INFOGRAPHIE. Moins d'un tiers des fraudes à la Sécu sont commises par des soignants... mais ils représentent les deux tiers des montants

La fraude détectée à la Sécu a dépassé le milliard d'euros - Philippe Huguen - AFP
La fin de l'année s'annonce chargée pour les parlementaires. Entre les projets de loi de finances et de financement de la Sécurité sociale pour 2026, ils devront aussi examiner un autre texte, à l'initiative du gouvernement, qui vise à lutter contre la fraude sociale.
Et pour cause, rien que pour l'année 2024, elle est estimée à pas moins de 13 milliards d'euros. Alors que l'État est en quête d'économies substantielles, 43,8 milliards d'euros dont 5,5 milliards en santé dès l'année prochaine, il y a urgence à agir.
Mais d'où viennent ces fraudes à la Sécu? Contrairement aux idées reçues, elles "ne se limitent pas aux assurés et aux cartes Vitale", affirme la Caisse nationale de l'assurance maladie (Cnam). "Les fraudes sont complexes, mêlant des pratiques isolées et des réseaux organisés".
68% des montants detectés sont fraudés par des professionnels de santé
D'après les chiffres de la Cnam, en 2024, 52% des fraudes en volume sont commises par des assurés, contre "seulement" 27% par des soignants en ville et 21% pour les établissements.
Mais en montants, la tendance est bien différente: les professionnels de santé en ville sont à l'origine de plus de deux tiers des montants fraudés et détectés l'année dernière, 68% précisément, contre seulement 18% pour les assurés. Les établissements de santé sont quant à eux responsables de 14% des sommes fraudées et repérées par les cellules de lutte contre la fraude à la Sécu.
Sans suprise, une part importante de ces fraudes est liée aux centres d'audioprothèses dont les comportements frauduleux détectés explosent.
"Si la détection des fraudes commises par les professionnels de santé a augmenté (+26 % comparé à 2023), les fraudes détectées et stoppées liées aux audioprothèses ont été multipliées par plus de 5 en 1 an pour atteindre 115 millions d'euros (contre 21 en 2023)", affirme la Cnam.
Les centres de santé, qui poussent comme de champignons sur le territoire ces dernières années, sont aussi surveillés de près. Ils sont en effet à l'origine de 39 millions d'euros de fraudes en 2024, ce qui a conduit au déconventionnement de 30 établissements cette année-là (contre 21 en 2023).

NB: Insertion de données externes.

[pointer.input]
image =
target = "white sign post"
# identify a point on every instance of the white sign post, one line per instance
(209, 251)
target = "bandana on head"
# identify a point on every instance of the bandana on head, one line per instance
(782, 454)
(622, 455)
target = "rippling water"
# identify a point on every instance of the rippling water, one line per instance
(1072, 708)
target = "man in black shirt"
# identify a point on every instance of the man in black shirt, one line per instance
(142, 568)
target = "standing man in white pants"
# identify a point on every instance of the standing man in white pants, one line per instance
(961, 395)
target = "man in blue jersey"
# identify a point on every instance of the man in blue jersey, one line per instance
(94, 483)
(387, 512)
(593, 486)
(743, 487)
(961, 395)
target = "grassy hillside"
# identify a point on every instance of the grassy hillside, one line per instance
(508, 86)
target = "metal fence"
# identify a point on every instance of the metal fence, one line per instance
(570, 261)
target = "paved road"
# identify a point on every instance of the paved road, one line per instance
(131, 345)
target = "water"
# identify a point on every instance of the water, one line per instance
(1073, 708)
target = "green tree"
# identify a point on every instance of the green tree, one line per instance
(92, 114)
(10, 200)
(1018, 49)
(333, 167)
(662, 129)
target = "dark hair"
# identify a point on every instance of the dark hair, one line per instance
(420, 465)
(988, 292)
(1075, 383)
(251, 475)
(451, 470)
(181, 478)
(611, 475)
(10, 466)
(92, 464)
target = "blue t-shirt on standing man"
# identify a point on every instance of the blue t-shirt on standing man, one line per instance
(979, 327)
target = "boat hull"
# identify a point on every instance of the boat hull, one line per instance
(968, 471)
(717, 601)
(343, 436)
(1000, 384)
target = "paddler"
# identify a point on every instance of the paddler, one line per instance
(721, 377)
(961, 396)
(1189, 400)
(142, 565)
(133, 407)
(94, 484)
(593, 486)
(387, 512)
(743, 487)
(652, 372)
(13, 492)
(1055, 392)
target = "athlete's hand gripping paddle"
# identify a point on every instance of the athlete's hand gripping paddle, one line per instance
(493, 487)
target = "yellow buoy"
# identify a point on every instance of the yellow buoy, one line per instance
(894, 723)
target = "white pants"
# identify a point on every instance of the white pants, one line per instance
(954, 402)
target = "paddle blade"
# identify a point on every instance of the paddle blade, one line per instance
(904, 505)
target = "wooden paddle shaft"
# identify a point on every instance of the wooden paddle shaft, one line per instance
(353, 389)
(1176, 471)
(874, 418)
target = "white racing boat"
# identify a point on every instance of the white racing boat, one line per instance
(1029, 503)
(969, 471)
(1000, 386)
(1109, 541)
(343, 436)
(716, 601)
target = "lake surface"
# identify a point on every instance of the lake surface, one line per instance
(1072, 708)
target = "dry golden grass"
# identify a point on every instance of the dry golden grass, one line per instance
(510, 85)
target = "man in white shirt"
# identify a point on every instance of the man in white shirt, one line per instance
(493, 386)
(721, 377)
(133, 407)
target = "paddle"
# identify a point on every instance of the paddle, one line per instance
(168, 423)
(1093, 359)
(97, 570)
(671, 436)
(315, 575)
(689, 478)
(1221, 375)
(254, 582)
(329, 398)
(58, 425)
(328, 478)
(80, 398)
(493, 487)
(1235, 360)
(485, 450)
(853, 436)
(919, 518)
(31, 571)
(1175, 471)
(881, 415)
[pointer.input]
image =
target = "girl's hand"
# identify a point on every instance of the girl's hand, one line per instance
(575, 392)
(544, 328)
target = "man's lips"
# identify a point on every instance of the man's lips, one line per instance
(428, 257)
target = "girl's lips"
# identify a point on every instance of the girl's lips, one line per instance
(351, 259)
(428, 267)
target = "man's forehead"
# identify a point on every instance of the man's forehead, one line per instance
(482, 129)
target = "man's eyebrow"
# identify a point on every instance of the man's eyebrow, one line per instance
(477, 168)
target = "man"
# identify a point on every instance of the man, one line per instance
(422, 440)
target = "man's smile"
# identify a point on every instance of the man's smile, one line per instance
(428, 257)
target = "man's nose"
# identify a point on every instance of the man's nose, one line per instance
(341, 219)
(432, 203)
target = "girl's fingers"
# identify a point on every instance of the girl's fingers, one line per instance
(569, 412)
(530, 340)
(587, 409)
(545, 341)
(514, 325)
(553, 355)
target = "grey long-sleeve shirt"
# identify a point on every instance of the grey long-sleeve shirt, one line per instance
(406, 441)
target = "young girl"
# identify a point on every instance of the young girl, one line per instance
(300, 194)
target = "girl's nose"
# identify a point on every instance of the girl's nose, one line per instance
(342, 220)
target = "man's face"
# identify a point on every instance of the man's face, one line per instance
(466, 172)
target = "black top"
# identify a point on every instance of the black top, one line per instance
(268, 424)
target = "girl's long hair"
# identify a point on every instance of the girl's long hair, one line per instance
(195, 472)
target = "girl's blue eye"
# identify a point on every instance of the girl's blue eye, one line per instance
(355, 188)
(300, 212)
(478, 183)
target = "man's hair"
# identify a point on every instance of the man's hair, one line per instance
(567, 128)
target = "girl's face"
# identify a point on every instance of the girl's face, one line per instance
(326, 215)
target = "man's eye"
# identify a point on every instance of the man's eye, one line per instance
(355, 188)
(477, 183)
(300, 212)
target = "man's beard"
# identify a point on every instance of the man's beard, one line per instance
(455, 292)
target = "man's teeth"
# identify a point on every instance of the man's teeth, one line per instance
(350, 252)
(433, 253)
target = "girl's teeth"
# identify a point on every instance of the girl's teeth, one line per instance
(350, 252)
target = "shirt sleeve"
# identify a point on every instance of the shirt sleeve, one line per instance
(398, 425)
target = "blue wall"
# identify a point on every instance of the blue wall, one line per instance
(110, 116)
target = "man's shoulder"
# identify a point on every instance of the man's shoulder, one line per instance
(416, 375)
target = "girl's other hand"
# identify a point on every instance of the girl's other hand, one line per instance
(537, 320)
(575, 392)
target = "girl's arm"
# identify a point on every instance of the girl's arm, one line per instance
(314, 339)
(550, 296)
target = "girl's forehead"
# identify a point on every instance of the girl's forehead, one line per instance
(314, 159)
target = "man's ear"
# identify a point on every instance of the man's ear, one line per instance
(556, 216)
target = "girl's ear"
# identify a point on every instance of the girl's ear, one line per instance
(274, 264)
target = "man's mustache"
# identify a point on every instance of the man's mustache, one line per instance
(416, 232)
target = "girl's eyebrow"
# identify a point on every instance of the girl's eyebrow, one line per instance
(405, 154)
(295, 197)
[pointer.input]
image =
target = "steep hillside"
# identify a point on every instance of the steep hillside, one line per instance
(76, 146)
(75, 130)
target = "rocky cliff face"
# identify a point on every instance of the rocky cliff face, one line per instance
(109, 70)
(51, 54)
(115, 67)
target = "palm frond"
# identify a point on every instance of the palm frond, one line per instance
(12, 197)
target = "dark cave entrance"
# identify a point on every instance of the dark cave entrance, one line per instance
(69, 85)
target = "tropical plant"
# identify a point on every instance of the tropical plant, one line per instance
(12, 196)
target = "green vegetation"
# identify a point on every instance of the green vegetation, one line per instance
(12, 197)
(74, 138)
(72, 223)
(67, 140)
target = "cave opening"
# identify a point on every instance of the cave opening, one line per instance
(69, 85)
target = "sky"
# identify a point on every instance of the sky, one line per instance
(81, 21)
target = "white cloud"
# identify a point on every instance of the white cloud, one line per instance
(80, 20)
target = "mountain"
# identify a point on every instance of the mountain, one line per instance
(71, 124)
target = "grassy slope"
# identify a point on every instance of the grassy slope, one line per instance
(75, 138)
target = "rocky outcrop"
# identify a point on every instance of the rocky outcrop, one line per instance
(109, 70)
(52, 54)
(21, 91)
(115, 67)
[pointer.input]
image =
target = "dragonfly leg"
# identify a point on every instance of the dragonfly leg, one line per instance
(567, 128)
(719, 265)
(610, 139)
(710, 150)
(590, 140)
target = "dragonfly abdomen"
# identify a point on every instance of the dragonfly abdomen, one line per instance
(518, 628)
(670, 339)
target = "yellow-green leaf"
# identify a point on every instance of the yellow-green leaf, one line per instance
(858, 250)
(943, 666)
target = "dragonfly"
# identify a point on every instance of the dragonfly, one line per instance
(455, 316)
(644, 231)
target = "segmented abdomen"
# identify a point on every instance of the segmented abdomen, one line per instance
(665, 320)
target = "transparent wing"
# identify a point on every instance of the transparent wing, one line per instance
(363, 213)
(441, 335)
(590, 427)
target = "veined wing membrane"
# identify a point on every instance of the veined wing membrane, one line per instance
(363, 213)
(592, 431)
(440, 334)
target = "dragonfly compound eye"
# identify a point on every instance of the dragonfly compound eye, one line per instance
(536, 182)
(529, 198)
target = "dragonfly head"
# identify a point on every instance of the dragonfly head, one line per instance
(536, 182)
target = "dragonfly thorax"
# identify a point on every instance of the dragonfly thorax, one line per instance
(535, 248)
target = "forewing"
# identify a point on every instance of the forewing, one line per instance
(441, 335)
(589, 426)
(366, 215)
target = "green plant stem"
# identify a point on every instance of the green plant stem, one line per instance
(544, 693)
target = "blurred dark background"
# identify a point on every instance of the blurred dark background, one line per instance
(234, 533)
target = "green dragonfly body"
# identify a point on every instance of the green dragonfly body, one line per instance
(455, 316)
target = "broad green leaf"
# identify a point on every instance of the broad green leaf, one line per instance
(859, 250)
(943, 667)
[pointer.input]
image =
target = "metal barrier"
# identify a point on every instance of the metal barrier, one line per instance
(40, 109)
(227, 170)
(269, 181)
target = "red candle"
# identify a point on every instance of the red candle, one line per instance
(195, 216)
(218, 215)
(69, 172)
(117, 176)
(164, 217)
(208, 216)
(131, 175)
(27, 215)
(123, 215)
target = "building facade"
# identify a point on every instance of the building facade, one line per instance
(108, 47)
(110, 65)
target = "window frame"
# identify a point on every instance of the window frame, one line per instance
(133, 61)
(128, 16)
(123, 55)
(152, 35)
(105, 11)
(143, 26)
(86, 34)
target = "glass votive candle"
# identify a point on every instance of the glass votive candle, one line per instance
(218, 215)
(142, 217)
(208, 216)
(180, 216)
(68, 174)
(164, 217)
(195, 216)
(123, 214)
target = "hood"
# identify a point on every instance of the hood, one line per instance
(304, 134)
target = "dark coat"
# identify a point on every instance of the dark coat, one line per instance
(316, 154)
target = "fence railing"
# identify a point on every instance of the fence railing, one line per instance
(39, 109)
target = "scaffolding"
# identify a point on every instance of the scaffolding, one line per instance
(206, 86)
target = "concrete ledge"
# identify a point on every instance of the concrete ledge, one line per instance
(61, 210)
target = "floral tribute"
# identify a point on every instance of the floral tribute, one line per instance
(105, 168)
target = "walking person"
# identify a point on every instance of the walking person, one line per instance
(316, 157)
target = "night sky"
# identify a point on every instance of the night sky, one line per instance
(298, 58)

Des erreurs de facturation qui coûtent cher
Une autre part non négligeable des fraudes s'explique aussi par des erreurs de facturation commises par les professionnels de santé - et pas forcément volontairement. Dans son rapport "charges et produits" publié fin juin, la Cnam souligne que le trou de la Sécu se creuse en partie à cause des erreurs de facturations commises par les masseurs-kinésithérapeutes, estimées à 660 millions d'euros. Elles s'élèvent à 566 millions pour les infirmiers libéraux ou encore 502 millions d'euros pour les pharmaciens.
Ces montants sont considérés comme des "anomalies" par l'Assurance maladie car il s'agit, par exemple pour les kinés et les infirmiers, de la facturation par erreur d'actes prodigués en tant que prise en charge par la Sécu à 100% pour des patients en affection longue durée (ALD), alors que les soins ne sont pas en lien direct avec l'ALD. Pour les pharmaciens, il peut s'agir de la facturation de médicaments non inscrits sur la prescription, ou encore de la délivrance d'un traitement en quantité supérieure à la quantité nécessaire prescrite sur la période.
Il n'empêche que les professionnels de santé ne sont pas toujours de bonne foi: "Les fraudes comises par les infirmiers, pour lesquels le préjudice détecté et stoppé s'élève à 56 millions d'euros, relèvent principalement de facturation d'actes non réalisés, de falsification d'ordonnances ou encore de doubles facturations", affirme la Cnam. "Quant aux transporteurs, la facturation de transports non réalisés, les surfacturations kilométriques ou encore la falsification d’ordonnances expliquent un montant détecté et stoppé de 41,5 millions d’euros", complète-t-elle.